This topic aims at supporting activities that contribute to answering the most pressing questions raised by public health responders to the Mpox Public Health Emergency (PHE), as part of the efforts to manage and prevent the spread of the current epidemic. Proposals should result in new knowledge to manage and prevent future outbreaks and should strengthen the capacities of at-risk countries to respond to epidemics.

To that end, proposals submitted under this topic should aim at delivering results that are contributing to the following expected outcomes:

  • Provide novel, critical and timely insights into the Mpox outbreak and/or potential avenues for its management or prevention, focusing on the most affected population, specifically children, pregnant women and immunosuppressed individuals.
  • Be timely, with rapid activation, to enable early and valuable outcomes and results to be produced and/or to support access time-dependent resources.
  • To contribute to the public health preparedness and response in the context of the ongoing Mpox epidemic.
Scope:

The Global Health EDCTP3 Work Programme 2024 [1] foresees funding to be mobilised in case of a Public Health Emergency (PHE). This mechanism allows rapid mobilisation of research funding with or without a call for proposals in exceptional and duly substantiated emergencies. Global Health EDCTP3 considers a situation as an emergency if it is unforeseen and presents a serious and immediate risk to human health.

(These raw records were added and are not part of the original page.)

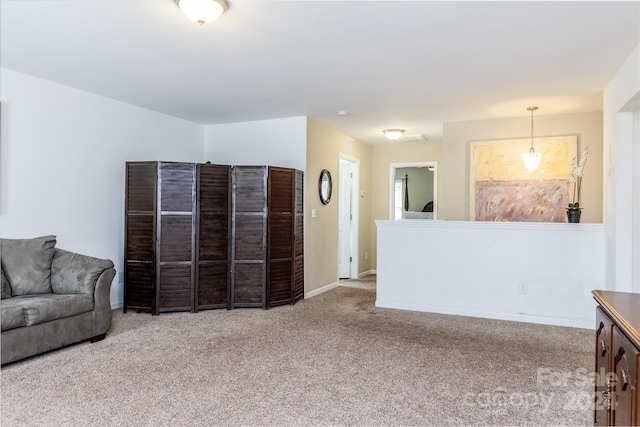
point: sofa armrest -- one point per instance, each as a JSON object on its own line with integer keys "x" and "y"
{"x": 73, "y": 273}
{"x": 102, "y": 299}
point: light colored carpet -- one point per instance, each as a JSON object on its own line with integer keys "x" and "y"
{"x": 334, "y": 359}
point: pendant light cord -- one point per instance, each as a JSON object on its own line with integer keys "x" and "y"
{"x": 532, "y": 109}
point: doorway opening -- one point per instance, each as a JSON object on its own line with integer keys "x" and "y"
{"x": 348, "y": 217}
{"x": 413, "y": 190}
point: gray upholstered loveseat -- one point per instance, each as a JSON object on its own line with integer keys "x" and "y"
{"x": 51, "y": 297}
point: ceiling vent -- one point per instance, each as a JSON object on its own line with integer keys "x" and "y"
{"x": 418, "y": 137}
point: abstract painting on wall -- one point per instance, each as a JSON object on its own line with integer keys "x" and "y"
{"x": 502, "y": 189}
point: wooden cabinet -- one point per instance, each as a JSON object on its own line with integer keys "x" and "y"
{"x": 203, "y": 236}
{"x": 617, "y": 361}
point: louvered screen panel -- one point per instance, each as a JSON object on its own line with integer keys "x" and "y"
{"x": 177, "y": 187}
{"x": 213, "y": 285}
{"x": 213, "y": 236}
{"x": 139, "y": 245}
{"x": 141, "y": 187}
{"x": 298, "y": 245}
{"x": 139, "y": 238}
{"x": 175, "y": 247}
{"x": 175, "y": 238}
{"x": 280, "y": 236}
{"x": 280, "y": 282}
{"x": 139, "y": 292}
{"x": 280, "y": 251}
{"x": 175, "y": 287}
{"x": 248, "y": 289}
{"x": 249, "y": 233}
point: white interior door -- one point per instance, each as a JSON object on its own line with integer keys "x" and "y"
{"x": 345, "y": 219}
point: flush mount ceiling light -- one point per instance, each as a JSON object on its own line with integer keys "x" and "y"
{"x": 202, "y": 11}
{"x": 393, "y": 133}
{"x": 531, "y": 159}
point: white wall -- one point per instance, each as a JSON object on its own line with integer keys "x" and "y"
{"x": 621, "y": 98}
{"x": 280, "y": 142}
{"x": 477, "y": 269}
{"x": 63, "y": 153}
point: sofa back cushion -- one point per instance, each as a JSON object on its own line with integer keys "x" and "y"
{"x": 6, "y": 287}
{"x": 73, "y": 273}
{"x": 27, "y": 264}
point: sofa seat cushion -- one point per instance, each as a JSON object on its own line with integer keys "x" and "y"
{"x": 12, "y": 316}
{"x": 27, "y": 264}
{"x": 47, "y": 307}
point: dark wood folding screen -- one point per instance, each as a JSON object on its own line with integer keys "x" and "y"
{"x": 203, "y": 236}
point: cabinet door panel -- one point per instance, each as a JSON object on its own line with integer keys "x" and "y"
{"x": 604, "y": 330}
{"x": 625, "y": 357}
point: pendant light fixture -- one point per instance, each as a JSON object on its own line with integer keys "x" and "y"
{"x": 202, "y": 11}
{"x": 393, "y": 133}
{"x": 531, "y": 159}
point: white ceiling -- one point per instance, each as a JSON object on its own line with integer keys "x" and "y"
{"x": 391, "y": 64}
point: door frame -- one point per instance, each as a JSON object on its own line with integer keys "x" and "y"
{"x": 355, "y": 224}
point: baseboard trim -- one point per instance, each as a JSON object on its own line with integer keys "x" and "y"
{"x": 366, "y": 273}
{"x": 321, "y": 290}
{"x": 517, "y": 317}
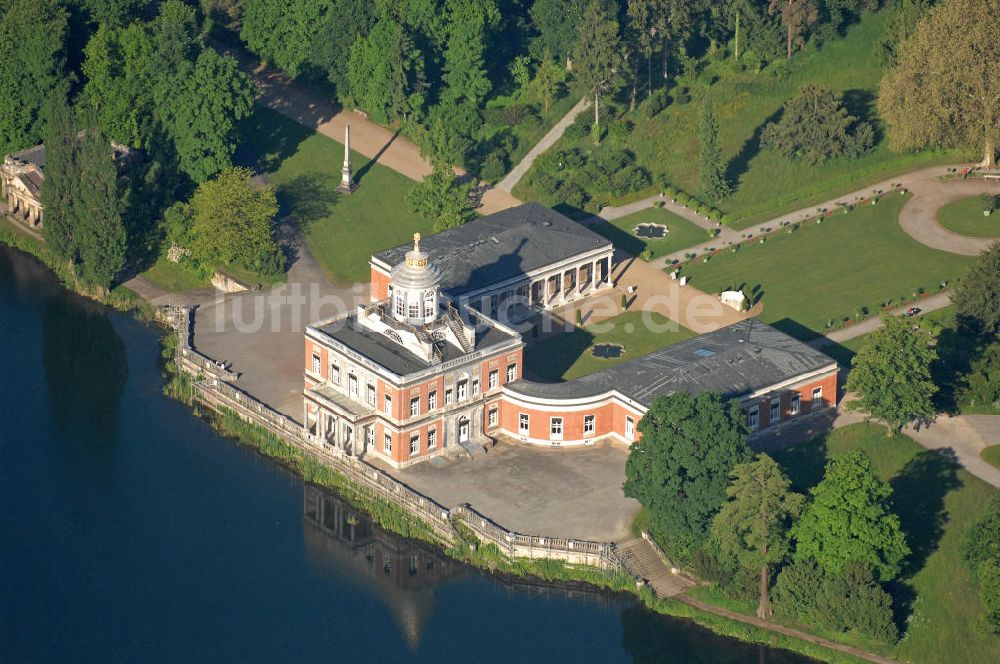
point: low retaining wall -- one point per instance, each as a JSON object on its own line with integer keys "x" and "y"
{"x": 213, "y": 389}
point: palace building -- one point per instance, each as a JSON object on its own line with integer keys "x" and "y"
{"x": 418, "y": 372}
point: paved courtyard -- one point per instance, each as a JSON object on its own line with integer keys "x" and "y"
{"x": 568, "y": 492}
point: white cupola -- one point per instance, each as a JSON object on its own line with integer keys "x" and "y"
{"x": 415, "y": 284}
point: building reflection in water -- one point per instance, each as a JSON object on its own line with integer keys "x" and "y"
{"x": 404, "y": 573}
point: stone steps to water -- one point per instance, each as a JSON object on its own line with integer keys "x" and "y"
{"x": 644, "y": 563}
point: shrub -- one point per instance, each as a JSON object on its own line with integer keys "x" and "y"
{"x": 619, "y": 130}
{"x": 494, "y": 166}
{"x": 655, "y": 103}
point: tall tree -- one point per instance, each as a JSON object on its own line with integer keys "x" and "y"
{"x": 32, "y": 67}
{"x": 945, "y": 87}
{"x": 797, "y": 15}
{"x": 849, "y": 519}
{"x": 977, "y": 294}
{"x": 680, "y": 469}
{"x": 98, "y": 210}
{"x": 284, "y": 32}
{"x": 753, "y": 525}
{"x": 597, "y": 57}
{"x": 469, "y": 25}
{"x": 386, "y": 73}
{"x": 231, "y": 220}
{"x": 61, "y": 181}
{"x": 891, "y": 374}
{"x": 711, "y": 169}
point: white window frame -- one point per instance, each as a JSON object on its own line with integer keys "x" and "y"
{"x": 817, "y": 398}
{"x": 555, "y": 428}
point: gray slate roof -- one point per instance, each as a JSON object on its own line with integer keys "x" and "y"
{"x": 500, "y": 246}
{"x": 397, "y": 359}
{"x": 734, "y": 360}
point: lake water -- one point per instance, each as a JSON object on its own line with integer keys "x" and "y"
{"x": 131, "y": 532}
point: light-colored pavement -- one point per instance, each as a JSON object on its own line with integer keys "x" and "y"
{"x": 570, "y": 492}
{"x": 919, "y": 220}
{"x": 547, "y": 141}
{"x": 926, "y": 305}
{"x": 281, "y": 94}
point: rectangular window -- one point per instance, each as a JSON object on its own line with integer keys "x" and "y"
{"x": 817, "y": 398}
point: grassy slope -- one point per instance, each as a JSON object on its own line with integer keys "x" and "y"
{"x": 828, "y": 271}
{"x": 568, "y": 356}
{"x": 936, "y": 503}
{"x": 767, "y": 184}
{"x": 342, "y": 231}
{"x": 965, "y": 217}
{"x": 682, "y": 232}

Following the Mpox outbreak in the Democratic Republic of Congo (DRC), first reported in 2023, the DRC Government, Africa CDC, World Health Organization (WHO) and partners have been closely monitoring it. From 1 January through 12 November 2023, a total of 12 569 suspected Mpox cases, including 581 suspected Mpox deaths (case fatality ratio: 4.6%), had been reported in 156 health zones from 22 out of 26 (85%) provinces of the DRC [2]. In 2024, and as of 29 March, 4 488 cases have been reported, of which 319 have been confirmed. A total of 279 deaths have been reported in the country in 2024 (CFR: 6.7%)[3].

On 13 April 2024, a High-Level Emergency Regional Meeting [4] was held in Kinshasa, to discuss the ongoing epidemic of Mpox in DRC and the potential risk of transmission to neighbouring countries and beyond. On the same day, the Ministry of Health (MoH) of DRC assessed the situation and considered the ongoing outbreak as a Public Health Emergency which requires a rapid and efficacious response. Aligning with this statement, the High-Level Meeting ended with a Communiqué (dated 13 April 2024) whereby twelve Ministers of Health and international partners called for a coordinated response to the outbreak and for the establishment of an Africa Taskforce for Mpox Coordination among Member States affected and at-risk of Mpox. These documents include a call to accelerate research and regulatory processes to enable access to vaccines, diagnostics and therapeutics for affected populations including children.

In the light of rising numbers of cases being reported in the DRC and the high public health risk, the Global Health EDCTP3 is activating the emergency funding mechanism to support research and innovation projects and activities as part of the Joint Undertaking’s response to the emergency.

The Global Health EDCTP3 invites proposals for Research & Innovation Actions (RIA) to support research activities in DRC and neighbouring or affected countries, to manage and/or prevent the spread of the current Mpox outbreak.

Proposals should address one or more of the following areas:

  1. Vaccines research and development:

    Trials should focus on both pre-exposure prophylaxis and post-exposure prophylaxis.

  2. Clinical trials for therapeutics:

    Proposals should include trials on therapeutic products in the context of the Monitored Emergency Use of Unregistered Interventions (MEURI), such as tecovirimat (approved by the European Medicines Agency for use in the European Union) and other promising therapeutic candidates. Research on pain management strategies should integrated in the proposed R&D efforts.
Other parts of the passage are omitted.